In the morning, we were looking at a new PM called Peter Dutton but, by the afternoon, it looked like Albo would get a second term. Ultimately, the real poll will be a test for these pre-election, private polling businesses that of late haven’t impressed those who have relied on them in the past.

On the US election, this is what BBC reported after the event: “For much of the 2024 US presidential campaign, polls and pundits rated the race too close to call. Then Donald Trump delivered a commanding victory over Kamala Harris, winning at least five battleground states, and performing unexpectedly well in other places.”

The BBC was completely honest in admitting that “ahead of the results, media outlets, including the BBC, warned that despite the close race in the polls, it could end up looking like a landslide for either candidate, given the margin of error”.

Why are polls unreliable nowadays? Some say many voters don’t like to reveal their leaning to the right until they’re in the polling booths, while many pollsters have also shifted to using online surveys, the BBC notes, “but experts said those were known for being unreliable” and left leaning because of a younger bias.

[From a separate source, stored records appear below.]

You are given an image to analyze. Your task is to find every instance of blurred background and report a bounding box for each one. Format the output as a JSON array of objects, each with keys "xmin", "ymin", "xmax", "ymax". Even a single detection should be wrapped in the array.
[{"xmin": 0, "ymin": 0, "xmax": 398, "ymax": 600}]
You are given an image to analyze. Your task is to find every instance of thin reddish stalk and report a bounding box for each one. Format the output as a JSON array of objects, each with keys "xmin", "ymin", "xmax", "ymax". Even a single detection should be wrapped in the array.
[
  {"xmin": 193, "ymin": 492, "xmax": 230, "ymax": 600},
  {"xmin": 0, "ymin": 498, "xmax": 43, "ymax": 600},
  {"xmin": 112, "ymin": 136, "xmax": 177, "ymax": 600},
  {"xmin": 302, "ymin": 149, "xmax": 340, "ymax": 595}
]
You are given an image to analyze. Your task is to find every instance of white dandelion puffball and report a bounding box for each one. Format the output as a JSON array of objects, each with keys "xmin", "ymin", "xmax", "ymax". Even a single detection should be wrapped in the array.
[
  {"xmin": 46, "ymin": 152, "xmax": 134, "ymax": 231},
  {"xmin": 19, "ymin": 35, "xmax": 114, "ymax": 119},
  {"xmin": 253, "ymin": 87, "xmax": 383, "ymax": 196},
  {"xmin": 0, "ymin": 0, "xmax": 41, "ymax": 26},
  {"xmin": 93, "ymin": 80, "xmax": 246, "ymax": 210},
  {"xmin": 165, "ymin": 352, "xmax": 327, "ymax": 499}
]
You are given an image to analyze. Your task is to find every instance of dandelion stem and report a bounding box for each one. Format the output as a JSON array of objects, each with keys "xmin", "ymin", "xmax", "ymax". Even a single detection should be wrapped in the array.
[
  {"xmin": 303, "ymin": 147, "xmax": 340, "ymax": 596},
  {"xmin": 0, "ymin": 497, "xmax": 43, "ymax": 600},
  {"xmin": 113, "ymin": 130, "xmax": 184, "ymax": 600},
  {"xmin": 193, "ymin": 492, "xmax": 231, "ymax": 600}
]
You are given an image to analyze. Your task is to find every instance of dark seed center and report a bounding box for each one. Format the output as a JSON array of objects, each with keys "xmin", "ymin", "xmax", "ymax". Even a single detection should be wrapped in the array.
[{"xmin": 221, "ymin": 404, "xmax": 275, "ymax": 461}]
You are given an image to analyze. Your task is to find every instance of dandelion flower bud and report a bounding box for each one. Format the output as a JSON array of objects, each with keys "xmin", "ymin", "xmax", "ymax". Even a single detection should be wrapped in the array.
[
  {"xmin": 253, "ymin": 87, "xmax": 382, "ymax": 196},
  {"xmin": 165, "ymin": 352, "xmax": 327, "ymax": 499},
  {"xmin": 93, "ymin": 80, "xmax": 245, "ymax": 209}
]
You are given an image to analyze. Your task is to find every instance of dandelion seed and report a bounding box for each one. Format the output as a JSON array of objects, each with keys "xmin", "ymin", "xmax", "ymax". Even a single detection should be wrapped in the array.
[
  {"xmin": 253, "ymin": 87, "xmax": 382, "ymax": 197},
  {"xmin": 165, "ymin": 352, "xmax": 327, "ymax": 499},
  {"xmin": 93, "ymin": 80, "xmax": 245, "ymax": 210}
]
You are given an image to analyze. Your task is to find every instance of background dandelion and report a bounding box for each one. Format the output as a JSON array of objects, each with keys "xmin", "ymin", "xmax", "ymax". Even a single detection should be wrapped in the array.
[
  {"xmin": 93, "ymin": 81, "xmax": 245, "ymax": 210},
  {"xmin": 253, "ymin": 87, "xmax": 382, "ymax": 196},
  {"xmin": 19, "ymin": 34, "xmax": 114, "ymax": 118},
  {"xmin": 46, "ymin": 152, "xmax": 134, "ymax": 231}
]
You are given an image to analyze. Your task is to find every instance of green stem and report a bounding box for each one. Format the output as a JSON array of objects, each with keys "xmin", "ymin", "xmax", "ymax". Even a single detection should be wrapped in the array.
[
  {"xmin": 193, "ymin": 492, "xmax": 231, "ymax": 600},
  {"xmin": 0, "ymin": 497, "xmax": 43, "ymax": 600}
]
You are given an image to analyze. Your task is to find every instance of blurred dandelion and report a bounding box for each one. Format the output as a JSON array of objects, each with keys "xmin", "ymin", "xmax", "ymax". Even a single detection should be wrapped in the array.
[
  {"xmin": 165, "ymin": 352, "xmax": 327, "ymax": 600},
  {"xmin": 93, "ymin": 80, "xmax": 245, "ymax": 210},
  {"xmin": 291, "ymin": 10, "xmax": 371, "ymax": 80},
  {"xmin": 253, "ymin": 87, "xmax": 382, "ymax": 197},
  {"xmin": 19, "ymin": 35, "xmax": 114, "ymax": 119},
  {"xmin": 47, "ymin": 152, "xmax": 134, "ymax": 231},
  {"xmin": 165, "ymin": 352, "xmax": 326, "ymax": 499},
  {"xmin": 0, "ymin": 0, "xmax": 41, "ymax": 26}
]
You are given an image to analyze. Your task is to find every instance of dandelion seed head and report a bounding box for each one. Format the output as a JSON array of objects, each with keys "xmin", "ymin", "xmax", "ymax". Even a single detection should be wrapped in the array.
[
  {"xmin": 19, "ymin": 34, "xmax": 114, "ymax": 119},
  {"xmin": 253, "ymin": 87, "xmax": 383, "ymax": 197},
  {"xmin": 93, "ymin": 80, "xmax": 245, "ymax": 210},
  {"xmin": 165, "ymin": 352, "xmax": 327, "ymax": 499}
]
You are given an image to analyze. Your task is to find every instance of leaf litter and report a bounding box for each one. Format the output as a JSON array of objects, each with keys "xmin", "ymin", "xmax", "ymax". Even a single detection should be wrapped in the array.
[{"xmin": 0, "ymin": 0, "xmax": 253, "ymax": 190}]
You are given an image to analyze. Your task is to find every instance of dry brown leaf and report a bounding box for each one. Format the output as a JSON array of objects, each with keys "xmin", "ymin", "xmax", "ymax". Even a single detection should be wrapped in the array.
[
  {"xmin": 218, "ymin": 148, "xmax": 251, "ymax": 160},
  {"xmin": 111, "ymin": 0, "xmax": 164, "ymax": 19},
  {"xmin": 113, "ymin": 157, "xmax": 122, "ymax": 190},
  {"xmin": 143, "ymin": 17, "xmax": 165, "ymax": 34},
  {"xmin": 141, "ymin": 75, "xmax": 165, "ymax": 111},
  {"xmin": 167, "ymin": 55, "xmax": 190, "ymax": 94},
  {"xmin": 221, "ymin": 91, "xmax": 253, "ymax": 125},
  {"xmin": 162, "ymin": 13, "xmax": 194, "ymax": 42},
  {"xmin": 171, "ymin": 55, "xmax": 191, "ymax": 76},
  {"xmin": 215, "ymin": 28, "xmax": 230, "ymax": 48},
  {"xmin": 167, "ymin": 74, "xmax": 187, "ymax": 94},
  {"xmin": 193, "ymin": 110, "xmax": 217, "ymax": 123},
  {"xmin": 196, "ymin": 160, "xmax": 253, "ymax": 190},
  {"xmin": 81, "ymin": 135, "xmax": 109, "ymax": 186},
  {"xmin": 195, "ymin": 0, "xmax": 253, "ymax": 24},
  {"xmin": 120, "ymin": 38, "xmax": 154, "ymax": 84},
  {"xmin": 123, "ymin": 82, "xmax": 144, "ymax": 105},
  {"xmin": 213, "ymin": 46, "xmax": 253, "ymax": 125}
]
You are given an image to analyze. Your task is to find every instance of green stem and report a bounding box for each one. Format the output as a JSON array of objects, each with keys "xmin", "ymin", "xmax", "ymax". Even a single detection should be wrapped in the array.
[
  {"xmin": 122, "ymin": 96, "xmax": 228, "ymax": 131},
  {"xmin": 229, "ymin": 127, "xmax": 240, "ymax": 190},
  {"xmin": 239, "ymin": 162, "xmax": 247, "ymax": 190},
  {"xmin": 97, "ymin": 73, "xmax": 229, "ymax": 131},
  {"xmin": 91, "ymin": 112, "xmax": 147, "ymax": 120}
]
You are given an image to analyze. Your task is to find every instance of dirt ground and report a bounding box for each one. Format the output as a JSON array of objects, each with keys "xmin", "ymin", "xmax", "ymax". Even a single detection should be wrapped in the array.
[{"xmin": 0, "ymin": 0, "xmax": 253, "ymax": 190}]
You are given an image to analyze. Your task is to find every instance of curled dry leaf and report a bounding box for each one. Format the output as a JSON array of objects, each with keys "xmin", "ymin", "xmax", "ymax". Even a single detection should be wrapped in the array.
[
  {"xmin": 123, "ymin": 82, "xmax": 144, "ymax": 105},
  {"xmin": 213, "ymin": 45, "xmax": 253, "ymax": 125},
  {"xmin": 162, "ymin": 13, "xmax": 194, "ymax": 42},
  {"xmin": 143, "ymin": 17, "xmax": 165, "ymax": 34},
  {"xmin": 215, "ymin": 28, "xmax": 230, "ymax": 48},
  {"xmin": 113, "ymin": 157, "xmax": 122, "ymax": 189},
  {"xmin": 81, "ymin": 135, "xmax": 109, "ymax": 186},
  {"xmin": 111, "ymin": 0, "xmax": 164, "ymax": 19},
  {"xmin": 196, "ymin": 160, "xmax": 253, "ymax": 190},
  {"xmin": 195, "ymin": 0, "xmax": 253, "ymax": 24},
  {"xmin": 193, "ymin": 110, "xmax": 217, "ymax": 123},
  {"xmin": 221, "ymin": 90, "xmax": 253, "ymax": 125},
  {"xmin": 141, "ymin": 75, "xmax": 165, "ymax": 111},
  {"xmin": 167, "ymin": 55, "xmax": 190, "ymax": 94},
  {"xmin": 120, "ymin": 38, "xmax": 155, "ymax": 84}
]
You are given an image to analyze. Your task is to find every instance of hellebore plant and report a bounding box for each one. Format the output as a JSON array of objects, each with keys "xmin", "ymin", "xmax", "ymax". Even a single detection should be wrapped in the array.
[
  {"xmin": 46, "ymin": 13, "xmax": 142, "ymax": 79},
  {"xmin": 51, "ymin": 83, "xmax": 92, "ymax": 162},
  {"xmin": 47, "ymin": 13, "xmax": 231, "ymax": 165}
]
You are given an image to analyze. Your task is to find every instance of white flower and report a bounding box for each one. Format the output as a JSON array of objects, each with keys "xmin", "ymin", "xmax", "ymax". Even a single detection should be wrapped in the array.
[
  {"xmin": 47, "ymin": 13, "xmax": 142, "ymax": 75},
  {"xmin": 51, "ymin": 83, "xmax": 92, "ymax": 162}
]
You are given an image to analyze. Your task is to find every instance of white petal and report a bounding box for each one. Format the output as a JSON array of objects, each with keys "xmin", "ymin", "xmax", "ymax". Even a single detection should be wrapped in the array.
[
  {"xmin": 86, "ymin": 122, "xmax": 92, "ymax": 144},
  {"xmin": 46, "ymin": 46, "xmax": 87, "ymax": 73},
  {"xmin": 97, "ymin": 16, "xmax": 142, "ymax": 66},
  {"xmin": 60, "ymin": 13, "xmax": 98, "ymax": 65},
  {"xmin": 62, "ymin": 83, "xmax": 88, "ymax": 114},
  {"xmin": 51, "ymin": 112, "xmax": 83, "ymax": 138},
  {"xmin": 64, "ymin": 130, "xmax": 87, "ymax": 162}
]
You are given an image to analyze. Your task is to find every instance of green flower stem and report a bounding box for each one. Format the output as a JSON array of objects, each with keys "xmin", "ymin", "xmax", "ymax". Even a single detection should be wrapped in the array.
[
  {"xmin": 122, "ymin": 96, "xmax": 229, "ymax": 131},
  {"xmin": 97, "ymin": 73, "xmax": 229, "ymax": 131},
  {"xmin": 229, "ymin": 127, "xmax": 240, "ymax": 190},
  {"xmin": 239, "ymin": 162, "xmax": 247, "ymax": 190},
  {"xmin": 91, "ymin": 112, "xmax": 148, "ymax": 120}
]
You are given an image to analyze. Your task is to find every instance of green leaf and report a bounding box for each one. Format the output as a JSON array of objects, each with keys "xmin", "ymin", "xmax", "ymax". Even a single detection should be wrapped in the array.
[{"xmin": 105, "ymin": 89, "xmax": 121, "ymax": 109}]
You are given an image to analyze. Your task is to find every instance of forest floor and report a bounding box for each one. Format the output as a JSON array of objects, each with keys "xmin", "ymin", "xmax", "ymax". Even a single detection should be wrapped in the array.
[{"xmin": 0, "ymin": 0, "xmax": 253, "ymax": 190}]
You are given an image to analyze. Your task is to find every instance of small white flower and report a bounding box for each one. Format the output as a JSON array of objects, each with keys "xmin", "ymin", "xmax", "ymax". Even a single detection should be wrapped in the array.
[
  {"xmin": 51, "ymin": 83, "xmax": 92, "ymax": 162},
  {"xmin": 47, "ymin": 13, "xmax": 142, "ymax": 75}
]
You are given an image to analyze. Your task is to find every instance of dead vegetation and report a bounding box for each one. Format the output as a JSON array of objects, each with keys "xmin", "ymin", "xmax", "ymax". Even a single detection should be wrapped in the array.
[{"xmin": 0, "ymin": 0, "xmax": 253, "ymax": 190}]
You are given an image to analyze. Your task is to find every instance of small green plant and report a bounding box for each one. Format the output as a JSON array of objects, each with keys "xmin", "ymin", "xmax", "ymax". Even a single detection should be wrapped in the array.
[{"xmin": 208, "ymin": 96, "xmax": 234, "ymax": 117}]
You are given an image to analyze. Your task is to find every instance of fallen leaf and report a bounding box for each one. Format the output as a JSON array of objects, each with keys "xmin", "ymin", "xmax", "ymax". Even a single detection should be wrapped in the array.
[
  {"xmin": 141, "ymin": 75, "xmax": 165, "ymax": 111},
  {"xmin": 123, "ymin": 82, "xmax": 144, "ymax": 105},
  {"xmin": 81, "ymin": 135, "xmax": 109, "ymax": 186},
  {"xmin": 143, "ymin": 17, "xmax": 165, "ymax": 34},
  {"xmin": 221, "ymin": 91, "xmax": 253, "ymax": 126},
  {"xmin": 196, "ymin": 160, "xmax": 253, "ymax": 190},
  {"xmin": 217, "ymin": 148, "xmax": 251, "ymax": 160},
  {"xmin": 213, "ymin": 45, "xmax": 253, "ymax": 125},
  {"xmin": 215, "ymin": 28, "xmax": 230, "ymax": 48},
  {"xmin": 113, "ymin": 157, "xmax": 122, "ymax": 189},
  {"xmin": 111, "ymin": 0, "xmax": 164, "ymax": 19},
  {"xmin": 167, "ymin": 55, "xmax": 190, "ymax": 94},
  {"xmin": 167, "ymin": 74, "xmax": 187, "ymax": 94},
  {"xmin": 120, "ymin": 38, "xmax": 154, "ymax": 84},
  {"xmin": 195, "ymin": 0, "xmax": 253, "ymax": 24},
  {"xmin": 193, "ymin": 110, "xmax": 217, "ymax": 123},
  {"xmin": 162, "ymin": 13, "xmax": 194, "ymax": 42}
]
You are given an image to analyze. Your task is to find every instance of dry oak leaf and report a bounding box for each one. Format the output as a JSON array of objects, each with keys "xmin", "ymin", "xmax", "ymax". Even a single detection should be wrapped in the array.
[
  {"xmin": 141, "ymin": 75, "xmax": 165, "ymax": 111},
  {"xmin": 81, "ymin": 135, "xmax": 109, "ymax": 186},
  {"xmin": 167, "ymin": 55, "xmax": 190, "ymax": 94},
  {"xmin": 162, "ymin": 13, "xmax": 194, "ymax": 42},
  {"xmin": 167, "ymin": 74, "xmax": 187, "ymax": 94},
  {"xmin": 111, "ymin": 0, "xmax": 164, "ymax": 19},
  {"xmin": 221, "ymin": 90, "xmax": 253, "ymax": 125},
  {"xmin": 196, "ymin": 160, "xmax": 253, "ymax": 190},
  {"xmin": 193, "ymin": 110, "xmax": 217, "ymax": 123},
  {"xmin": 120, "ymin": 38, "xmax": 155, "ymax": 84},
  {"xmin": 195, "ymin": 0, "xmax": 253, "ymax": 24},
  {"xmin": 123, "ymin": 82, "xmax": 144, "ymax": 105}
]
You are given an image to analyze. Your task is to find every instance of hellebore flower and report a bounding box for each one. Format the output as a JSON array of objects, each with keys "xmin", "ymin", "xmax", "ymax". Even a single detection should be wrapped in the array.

Elections are historically negative for the stock market but there can be a nice bounce, if the result indicates that one side has the political numbers to do what they’ve promised.

Over the weekend, Germany went to the right but not the far right AfD party, but it did register a 10-point gain on its numbers of four year ago, and it’s now the second biggest party in Germany.

Throw in the US move to the right, it augurs well for Peter Dutton and the Coalition, and the findings of the Resolve polling. But as John O’Grady once observed about Aussies in a book of the same name: ‘They’re a Weird Mob”. So, PM Albanese can live in hope that Roy Morgan’s survey team is on the money and he’s not a dead ducking quacking.